Re: utf-8.el - Kenichi Handa

unofficial mirror of emacs-devel@gnu.org 
 help / color / mirror / code / Atom feed

From: Kenichi Handa <handa@m17n.org>
Cc: emacs-devel@gnu.org
Subject: Re: utf-8.el
Date: Wed, 19 Jan 2005 11:51:14 +0900 (JST)	[thread overview]
Message-ID: <200501190251.LAA11194@etlken.m17n.org> (raw)
In-Reply-To: <jwvpt02zp5h.fsf-monnier+emacs@gnu.org> (message from Stefan Monnier on Tue, 18 Jan 2005 11:37:26 -0500)

In article <jwvpt02zp5h.fsf-monnier+emacs@gnu.org>, Stefan Monnier <monnier@iro.umontreal.ca> writes:

> Does anyone see a problem with the simple patch below?

See the comment below.

> Also, could anyone confirm that the docstring of mule-utf-8 is correct in
> saying that invalid utf-8 sequences are not always correctly preserved?
> Why is that?  Can't we fix it?

I remember I fixed ccl-mule-utf-8-encode-untrans to preserve
invalid utf-8 sequence as far as possible.  So perhaps the
current version preserves even invalid sequence correctly.

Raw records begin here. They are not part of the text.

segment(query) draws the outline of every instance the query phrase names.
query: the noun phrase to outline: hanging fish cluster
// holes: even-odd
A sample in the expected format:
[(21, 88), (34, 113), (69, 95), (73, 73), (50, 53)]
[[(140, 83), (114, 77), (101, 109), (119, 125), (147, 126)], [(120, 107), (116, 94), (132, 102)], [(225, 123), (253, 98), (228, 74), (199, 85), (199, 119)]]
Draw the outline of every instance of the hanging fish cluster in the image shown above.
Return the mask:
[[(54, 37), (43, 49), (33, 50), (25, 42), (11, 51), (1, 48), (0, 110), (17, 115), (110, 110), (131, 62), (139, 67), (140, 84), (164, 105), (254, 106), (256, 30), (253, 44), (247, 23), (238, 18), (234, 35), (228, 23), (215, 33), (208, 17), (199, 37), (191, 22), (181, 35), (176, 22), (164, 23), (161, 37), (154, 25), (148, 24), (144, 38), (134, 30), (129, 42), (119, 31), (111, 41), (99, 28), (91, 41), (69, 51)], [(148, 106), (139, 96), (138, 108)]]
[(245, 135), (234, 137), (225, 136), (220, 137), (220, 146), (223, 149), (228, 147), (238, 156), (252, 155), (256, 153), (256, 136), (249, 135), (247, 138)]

I've just run this code for a fairly long time and saw no error.

(defun temp ()
  (let ((count 0))
    (while t
      (setq count (1+ count))
      (message "%d" count)
      (let* ((len (+ 6 (random 6)))
	     (str (make-string len 0)))
	(dotimes (i len)
	  (aset str i (+ 128 (random 128))))
	(or (equal str
		   (encode-coding-string
		    (decode-coding-string str 'utf-8) 'utf-8))
	    (error "%s caused error" (setq error-string str)))))))

> Also could anyone explain to me why `utf-8-compose' needs to lookup the
> hashtable (get 'utf-subst-table-for-decode 'translation-hash-table), since
> it looks to me like ccl-decode-mule-utf-8 already takes care of decoding
> chars that are in this table.

subst-tables are not preloaded.  They are automatically
loaded in utf-8-post-read-conversion but it runs after
ccl-decode-mule-utf-8 is executed.  And the arg hash-table
becomes non-nil only when subst-tables are loaded.

> I also don't understand the following part of
> the code:

> 	  (if (= l 2)
> 	      (put-text-property (point) (min (point-max) (+ l (point)))
> 				 'display (format "\\%03o" ch))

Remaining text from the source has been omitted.